Currently, little more than a 3.0 grade point average is needed for California residents to attend a school in the CSU system. Exams such as the SATs and ACTs are necessary for out-of-state students, but the student body of CSU schools is generally made up of only around 1 or 2 percent of out-of-state students. By placing so much emphasis on GPA – and not even a particularly high GPA – the CSU system’s student body is being watered down by individuals who cannot be bothered to take that extra step.
However, in no way should standardized testing be looked at as the final word in determining the ability of a student. But by not requiring students to take even a standardized test to attend a CSU school, the value of the CSU system in comparison to other state universities nationwide is diminished.
Take, for example, the University of Massachusetts at Amherst. Ranked highly across the board in terms of state universities, all Amherst students are required to take either the SAT I or an ACT exam prior to admission. Despite its stature among state universities, data released by the university in 2008 shows that the institution’s mean SAT scores among freshmen were between 510-620 in critical reading and 540-640 in math.
Now consider the fact that according to CollegeBoard figures in 2008 thus far, the average critical reading score was 502 and the average math score was 515. While both scores are below the lower portion of the mean scores of Amherst, they are not far out of reach and may very well be applicable to some, if not all CSU schools. Logic would dictate that it is possible that students who are deserving of attending a CSU school would be unaffected by such testing. Furthermore, the testing requirement would help keep out those below a more competitive bottom level for four-year institutions in California.
Admittedly, standardized testing is not for everyone and academic success can elude even the most cunning of students for one reason or another. Some students are born in less fortunate circumstances than others and for such reasons as these, the California community college system exists. Whether it’s optimizing your testing skills, earning those grades you failed to achieve in high school or building a support base, the CCC system has continually proven to be a valued asset to the state. Aside from offering a college experience for individuals who did not get accepted, could not afford it or just did not want to go to a four-year university, this system essntialy acts as a testing ground.
Beyond its own capacities, the CCC system also has connections to many four-year California institutions. For instance, the system is actively involved in the Transfer Admission Guarantee (TAG) program. TAG allows students admission to a number of four-year universities after they meet a certain set of requirements in a community college setting. In fact, seven UC institutions are involved with the TAG program, including UC Irvine.

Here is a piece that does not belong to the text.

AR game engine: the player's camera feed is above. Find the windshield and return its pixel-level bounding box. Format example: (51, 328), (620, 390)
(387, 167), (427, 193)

While CCC system schools may be beneficial for students seeking higher education in California, it is also a testament to academic standards. CSU currently has roughly 450,000 students. With this massive student body, it must be noted that while academically gifted students have certain advantages, such as access to honors programs, by and large the same resources are just as available to that student with a 4.0 GPA as they are to that student narrowly avoiding academic probation.
California’s economy is currently a mess and its state universities are bound to bear some of the burden. Why continue to lug around those who refuse to carry their own weight?